When Ortom’s PDP protested, Alia said there was massive looting of the Government House in Makurdi by Ortom’s administration and that he was left with not a single official car. Alia further said he inherited an empty treasury and N187.56 billion debt and months of unpaid salaries and pensions. He said, “PDP, which is now crying wolf, left the Government House owing salaries of Benue civil servants from December 2022 to May 2023. The same PDP administration left salary arrears of five months for state government workers in 2017; 10 months for local government workers in 2017. Under this same PDP government, pensions were last paid in 2021.” He then added, “The level of decay caused by the immediate past administration stinks in the severely vandalized offices of state civil servants, such that the new government must have to start from scratch to acquire the necessary equipment for the system to start working again.” Start from scratch, in a 47-year-old state?

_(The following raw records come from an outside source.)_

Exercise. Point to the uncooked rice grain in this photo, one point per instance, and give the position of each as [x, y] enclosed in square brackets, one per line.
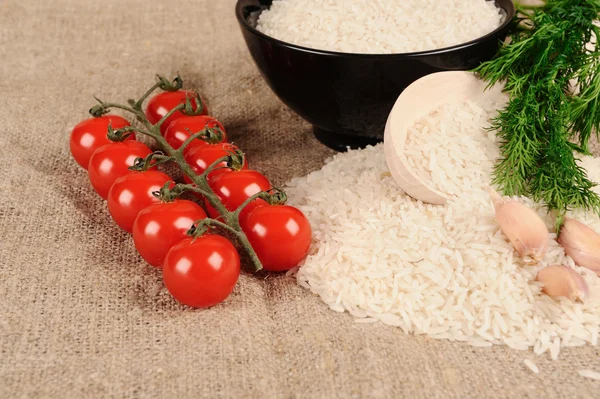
[531, 366]
[379, 26]
[593, 375]
[444, 271]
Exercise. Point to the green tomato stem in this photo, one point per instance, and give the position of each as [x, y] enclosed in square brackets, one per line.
[200, 182]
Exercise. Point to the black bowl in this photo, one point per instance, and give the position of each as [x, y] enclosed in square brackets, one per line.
[348, 97]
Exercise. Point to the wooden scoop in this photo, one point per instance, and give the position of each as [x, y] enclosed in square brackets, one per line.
[417, 101]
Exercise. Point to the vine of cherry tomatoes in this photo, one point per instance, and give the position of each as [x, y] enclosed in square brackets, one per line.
[200, 266]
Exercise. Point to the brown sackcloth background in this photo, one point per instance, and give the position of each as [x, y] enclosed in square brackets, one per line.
[82, 316]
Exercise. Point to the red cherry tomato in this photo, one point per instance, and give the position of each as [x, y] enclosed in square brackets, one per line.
[112, 161]
[177, 132]
[160, 226]
[200, 158]
[201, 272]
[132, 193]
[236, 187]
[280, 235]
[162, 103]
[89, 135]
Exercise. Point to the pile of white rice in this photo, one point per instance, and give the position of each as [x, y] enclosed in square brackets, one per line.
[444, 271]
[379, 26]
[457, 132]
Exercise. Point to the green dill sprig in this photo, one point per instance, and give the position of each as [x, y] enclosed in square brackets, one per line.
[545, 123]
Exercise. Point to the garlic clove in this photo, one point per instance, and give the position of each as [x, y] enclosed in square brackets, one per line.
[524, 228]
[563, 281]
[581, 243]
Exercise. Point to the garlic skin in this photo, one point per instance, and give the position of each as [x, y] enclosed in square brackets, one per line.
[524, 228]
[581, 243]
[563, 281]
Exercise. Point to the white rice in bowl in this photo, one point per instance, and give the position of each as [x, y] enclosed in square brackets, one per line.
[444, 271]
[379, 26]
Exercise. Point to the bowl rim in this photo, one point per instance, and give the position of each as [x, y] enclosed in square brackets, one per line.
[507, 5]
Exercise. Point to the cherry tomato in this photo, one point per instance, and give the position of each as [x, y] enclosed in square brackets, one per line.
[280, 235]
[177, 132]
[160, 226]
[162, 103]
[200, 158]
[89, 135]
[201, 272]
[132, 193]
[112, 161]
[236, 187]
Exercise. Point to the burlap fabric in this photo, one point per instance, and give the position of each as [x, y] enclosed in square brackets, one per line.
[82, 316]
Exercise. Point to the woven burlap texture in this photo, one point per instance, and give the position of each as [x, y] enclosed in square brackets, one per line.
[81, 315]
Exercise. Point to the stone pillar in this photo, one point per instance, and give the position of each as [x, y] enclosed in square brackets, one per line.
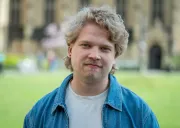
[4, 14]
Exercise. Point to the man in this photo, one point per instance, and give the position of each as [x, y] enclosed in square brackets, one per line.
[91, 97]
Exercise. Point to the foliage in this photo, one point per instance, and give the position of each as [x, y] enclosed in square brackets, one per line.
[12, 60]
[18, 93]
[176, 62]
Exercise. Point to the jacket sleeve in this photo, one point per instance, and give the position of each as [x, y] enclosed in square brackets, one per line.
[150, 121]
[28, 122]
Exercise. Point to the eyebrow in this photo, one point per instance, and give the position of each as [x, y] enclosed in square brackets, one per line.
[102, 45]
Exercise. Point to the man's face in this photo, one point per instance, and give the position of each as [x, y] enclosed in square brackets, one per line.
[92, 54]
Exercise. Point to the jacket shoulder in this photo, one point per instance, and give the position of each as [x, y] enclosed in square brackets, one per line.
[136, 107]
[41, 109]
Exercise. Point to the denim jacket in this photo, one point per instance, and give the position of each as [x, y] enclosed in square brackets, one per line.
[122, 109]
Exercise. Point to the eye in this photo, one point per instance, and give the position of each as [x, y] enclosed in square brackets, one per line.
[105, 49]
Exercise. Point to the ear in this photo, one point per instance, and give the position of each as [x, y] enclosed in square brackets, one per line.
[69, 51]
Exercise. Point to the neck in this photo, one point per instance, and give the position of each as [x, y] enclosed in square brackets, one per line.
[89, 88]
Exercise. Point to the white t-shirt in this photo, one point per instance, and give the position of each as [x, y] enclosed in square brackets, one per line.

The impression we all had, carefully cultivated by former governor Ortom over eight years, was that Benue State was a land of milk and honey and it was Fulani herdsmen that poured sand into its gari. The anti-open grazing law which he got enacted in the state was supposed to have solved all those problems, so how come that his successor is alleging huge debts and looted vehicles? Was it herdsmen that drove jeeps away alongside cows and bulls? There was a viral picture last week of ex-governor Samuel Ortom paying a visit to Aso Rock alongside four other members of the PDP G-5. Governor Alia was lucky that he was nowhere in the vicinity. Otherwise, there could have been another dirty slap inside the Presidential Villa.